Looks like it defaults to the model called "small".

I just ran some benchmarks - M1 Max, pytorch, with a 1.29 second flac (looks like the matrix math was running on a single thread):

    tiny
    146.522ms detect_lang
    549.131ms decode_one
    0.057ms tokenizer

    base
    354.885ms detect_lang
    1046.679ms decode_one
    0.011ms tokenizer

    small
    803.892ms detect_lang
    3194.503ms decode_one
    0.017ms tokenizer

    medium
    2279.689ms detect_lang
    10128.255ms decode_one
    0.023ms tokenizer

    large
    3656.478ms detect_lang
    17249.024ms decode_one
    0.016ms tokenizer

adgjlsfhk13y ago

For more benchmarks on an rtx 2060 (6gb), the "small" model for me is roughly 10x real-time and the tiny model is 30x real-time.

no1youknowz3y ago

This is awesome. But I really want the other way.

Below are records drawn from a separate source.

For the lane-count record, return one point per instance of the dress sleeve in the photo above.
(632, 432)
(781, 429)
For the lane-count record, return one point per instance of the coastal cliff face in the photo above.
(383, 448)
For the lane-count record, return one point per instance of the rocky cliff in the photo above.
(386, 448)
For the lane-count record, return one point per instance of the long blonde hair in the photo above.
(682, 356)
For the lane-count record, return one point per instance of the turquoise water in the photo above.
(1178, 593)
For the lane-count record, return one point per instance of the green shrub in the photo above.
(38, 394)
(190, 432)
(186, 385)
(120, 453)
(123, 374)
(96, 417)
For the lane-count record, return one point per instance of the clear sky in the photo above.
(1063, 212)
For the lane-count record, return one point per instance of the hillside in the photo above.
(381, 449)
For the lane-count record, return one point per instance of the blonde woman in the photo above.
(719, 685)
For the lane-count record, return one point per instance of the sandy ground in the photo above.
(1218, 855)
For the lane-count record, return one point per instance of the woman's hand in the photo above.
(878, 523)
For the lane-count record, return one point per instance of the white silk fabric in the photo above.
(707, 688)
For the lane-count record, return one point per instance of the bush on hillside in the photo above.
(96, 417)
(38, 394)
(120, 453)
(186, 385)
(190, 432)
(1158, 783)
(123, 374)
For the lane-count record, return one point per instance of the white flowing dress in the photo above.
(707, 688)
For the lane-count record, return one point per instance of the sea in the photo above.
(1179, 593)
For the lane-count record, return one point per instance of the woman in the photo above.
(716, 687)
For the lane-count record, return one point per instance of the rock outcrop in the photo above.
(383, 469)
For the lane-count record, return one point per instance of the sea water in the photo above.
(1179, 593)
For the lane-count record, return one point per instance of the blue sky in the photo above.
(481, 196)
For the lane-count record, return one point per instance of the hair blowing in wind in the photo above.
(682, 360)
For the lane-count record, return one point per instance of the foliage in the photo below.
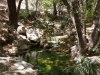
(23, 15)
(48, 4)
(87, 68)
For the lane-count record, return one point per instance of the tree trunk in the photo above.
(96, 21)
(74, 14)
(54, 10)
(27, 10)
(12, 12)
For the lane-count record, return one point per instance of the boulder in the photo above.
(15, 66)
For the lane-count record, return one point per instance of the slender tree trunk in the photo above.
(74, 14)
(96, 21)
(54, 10)
(12, 12)
(27, 10)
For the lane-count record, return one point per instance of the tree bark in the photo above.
(12, 12)
(74, 14)
(96, 21)
(54, 10)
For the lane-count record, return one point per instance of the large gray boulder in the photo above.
(15, 66)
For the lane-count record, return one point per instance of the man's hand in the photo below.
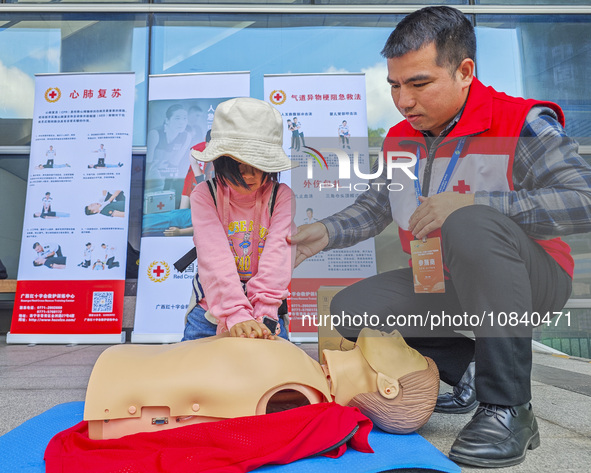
(251, 329)
(434, 210)
(310, 239)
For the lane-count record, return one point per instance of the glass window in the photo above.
(48, 43)
(532, 2)
(543, 57)
(391, 2)
(76, 1)
(240, 2)
(276, 44)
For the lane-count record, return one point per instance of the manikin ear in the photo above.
(388, 387)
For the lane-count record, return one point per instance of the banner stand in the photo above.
(66, 338)
(156, 337)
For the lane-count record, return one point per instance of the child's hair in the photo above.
(227, 170)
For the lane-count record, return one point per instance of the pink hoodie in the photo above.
(240, 252)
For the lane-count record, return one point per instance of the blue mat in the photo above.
(22, 449)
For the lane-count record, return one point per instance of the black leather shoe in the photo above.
(463, 397)
(497, 436)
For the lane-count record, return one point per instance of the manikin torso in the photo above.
(135, 388)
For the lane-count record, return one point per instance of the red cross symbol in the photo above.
(462, 188)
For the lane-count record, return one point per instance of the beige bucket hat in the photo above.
(250, 131)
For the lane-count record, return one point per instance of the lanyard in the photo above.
(448, 172)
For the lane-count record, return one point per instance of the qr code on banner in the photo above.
(102, 301)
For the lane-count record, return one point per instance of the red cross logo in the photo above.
(158, 271)
(53, 94)
(277, 97)
(462, 188)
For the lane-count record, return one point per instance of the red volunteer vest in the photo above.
(493, 121)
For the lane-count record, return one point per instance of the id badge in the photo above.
(427, 266)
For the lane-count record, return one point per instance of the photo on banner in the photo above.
(325, 132)
(71, 277)
(180, 114)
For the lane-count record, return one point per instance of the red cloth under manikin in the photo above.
(229, 446)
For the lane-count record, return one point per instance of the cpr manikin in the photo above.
(135, 388)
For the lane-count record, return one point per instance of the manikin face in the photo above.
(252, 176)
(426, 94)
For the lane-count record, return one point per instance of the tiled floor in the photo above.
(35, 378)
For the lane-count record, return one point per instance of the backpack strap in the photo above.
(273, 198)
(212, 184)
(184, 261)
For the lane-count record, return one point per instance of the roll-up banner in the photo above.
(71, 277)
(325, 131)
(180, 112)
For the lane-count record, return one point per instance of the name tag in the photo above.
(427, 266)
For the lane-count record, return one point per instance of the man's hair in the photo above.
(448, 28)
(227, 170)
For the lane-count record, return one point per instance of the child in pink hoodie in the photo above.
(240, 224)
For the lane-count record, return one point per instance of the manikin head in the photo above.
(388, 381)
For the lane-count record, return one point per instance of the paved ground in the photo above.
(35, 378)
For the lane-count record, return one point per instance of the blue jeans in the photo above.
(199, 327)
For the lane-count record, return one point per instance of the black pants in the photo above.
(494, 267)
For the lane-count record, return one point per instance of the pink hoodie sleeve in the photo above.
(268, 287)
(217, 269)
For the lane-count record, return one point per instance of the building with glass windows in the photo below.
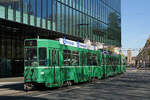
(97, 20)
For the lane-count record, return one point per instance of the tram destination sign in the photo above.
(76, 44)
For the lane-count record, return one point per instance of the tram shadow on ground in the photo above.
(21, 98)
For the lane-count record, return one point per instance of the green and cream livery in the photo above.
(54, 63)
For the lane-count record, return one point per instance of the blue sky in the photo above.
(135, 23)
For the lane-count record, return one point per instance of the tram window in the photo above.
(42, 57)
(89, 59)
(82, 59)
(67, 57)
(30, 56)
(75, 58)
(58, 57)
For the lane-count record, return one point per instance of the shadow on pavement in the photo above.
(21, 98)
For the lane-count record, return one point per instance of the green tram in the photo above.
(57, 63)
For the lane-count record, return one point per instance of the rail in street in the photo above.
(132, 85)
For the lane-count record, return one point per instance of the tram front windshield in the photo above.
(30, 57)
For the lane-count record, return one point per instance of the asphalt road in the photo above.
(132, 85)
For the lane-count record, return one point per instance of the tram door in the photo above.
(54, 65)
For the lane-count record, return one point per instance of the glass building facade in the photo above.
(97, 20)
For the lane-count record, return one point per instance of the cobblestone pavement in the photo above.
(133, 85)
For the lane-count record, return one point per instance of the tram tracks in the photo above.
(42, 93)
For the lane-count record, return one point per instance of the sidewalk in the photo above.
(11, 80)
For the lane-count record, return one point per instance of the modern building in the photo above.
(97, 20)
(143, 58)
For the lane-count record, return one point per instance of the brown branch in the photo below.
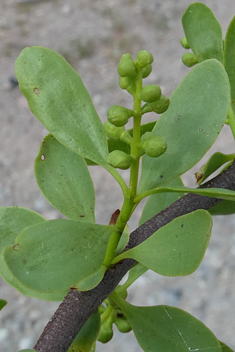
(77, 307)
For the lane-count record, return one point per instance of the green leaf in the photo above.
(177, 248)
(87, 336)
(198, 109)
(226, 207)
(64, 180)
(229, 53)
(159, 201)
(57, 254)
(225, 348)
(92, 280)
(214, 163)
(58, 98)
(14, 220)
(164, 328)
(3, 303)
(203, 32)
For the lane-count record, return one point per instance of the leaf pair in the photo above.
(177, 248)
(53, 256)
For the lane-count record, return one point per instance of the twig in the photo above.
(77, 307)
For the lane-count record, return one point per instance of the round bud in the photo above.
(144, 58)
(119, 159)
(150, 93)
(154, 146)
(126, 67)
(146, 71)
(113, 131)
(124, 82)
(118, 115)
(189, 59)
(159, 106)
(184, 43)
(106, 330)
(123, 325)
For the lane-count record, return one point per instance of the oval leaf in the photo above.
(214, 163)
(57, 254)
(203, 32)
(177, 248)
(164, 328)
(13, 221)
(58, 98)
(159, 201)
(195, 116)
(229, 52)
(87, 336)
(64, 180)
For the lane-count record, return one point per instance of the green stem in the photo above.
(231, 120)
(106, 314)
(129, 194)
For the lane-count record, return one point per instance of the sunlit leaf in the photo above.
(164, 328)
(57, 254)
(214, 163)
(87, 336)
(58, 98)
(229, 53)
(203, 32)
(14, 220)
(177, 248)
(3, 303)
(64, 180)
(159, 201)
(195, 116)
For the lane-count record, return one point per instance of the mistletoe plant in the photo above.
(84, 260)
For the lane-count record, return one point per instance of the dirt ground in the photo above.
(92, 36)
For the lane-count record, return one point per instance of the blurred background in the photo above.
(92, 36)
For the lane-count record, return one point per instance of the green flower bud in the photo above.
(159, 106)
(119, 159)
(118, 115)
(126, 67)
(184, 43)
(127, 83)
(106, 330)
(123, 325)
(189, 59)
(146, 71)
(113, 131)
(144, 58)
(150, 93)
(154, 146)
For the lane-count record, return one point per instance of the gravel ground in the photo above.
(92, 36)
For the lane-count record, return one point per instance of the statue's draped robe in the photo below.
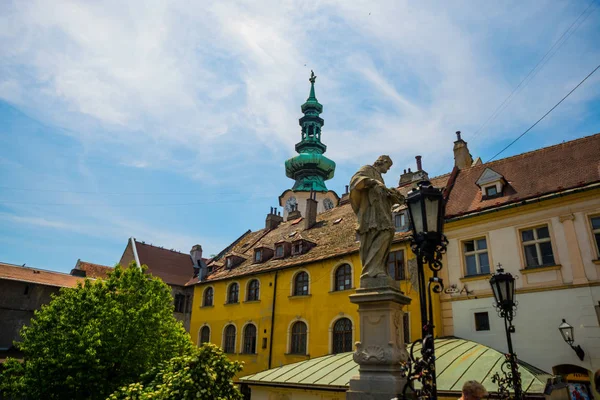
(373, 208)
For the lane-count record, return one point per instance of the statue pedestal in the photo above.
(381, 347)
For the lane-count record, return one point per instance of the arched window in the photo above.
(229, 339)
(342, 336)
(298, 339)
(249, 339)
(253, 290)
(343, 277)
(233, 293)
(301, 284)
(208, 297)
(204, 334)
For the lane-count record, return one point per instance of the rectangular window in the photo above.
(537, 247)
(477, 261)
(396, 265)
(279, 251)
(491, 191)
(596, 233)
(482, 321)
(400, 222)
(179, 303)
(406, 326)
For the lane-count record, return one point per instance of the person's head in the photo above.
(383, 163)
(473, 390)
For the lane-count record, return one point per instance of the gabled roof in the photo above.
(37, 276)
(457, 361)
(549, 170)
(488, 176)
(173, 267)
(93, 270)
(331, 240)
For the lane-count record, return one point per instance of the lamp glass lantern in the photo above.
(503, 286)
(566, 330)
(426, 209)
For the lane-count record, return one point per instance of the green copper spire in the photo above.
(310, 168)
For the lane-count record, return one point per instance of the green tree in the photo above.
(205, 374)
(92, 339)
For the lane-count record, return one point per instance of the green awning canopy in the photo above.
(458, 361)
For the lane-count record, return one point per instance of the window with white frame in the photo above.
(401, 222)
(477, 261)
(537, 247)
(595, 221)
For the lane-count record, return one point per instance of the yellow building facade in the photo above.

To be able to give it text and hear the speech. A TTS (text to speech).

As a language learner, the ability to create my own sentences (based on existing ones I have, in changing a word here or there). Would be amazing.

How long till we have this I wonder. I know I could use a service to do this currently. But having something running locally, I'd prefer.

Hopefully someone in the OpenAI team reads this. :)

TaylorAlexander3y ago

I suspect this is coming. I mean we do have decent text to speech systems already, but in this vein of “we used neural networks and now it’s very very good” you can imagine that with something like GPT-3, to extend it they could use this speech to text system so you could speak to it for input, and then a natural progression is that it can use text to speech to return the output, so you just have a voice oriented conversational system.

So I think TTS is a logical part of the system. I also think that there are peculiarities of voice interaction that aren’t captured in text training datasets, so they would need to do some fine tuning on actual voice conversation to make it feel natural.

All in due time I suppose.

visarga3y ago

A full NLP system would include speech recognition, TTS, a large language model, and a vector search engine. The LM should be multi modal, multi language and multi task, "multi-multi-model" for short haha. I'm wondering when we'll have this stack as default on all OSes. We want to be able to search, transcribe, generate speech, run NLP tasks on the language model and integrate with external APIs by intent detection.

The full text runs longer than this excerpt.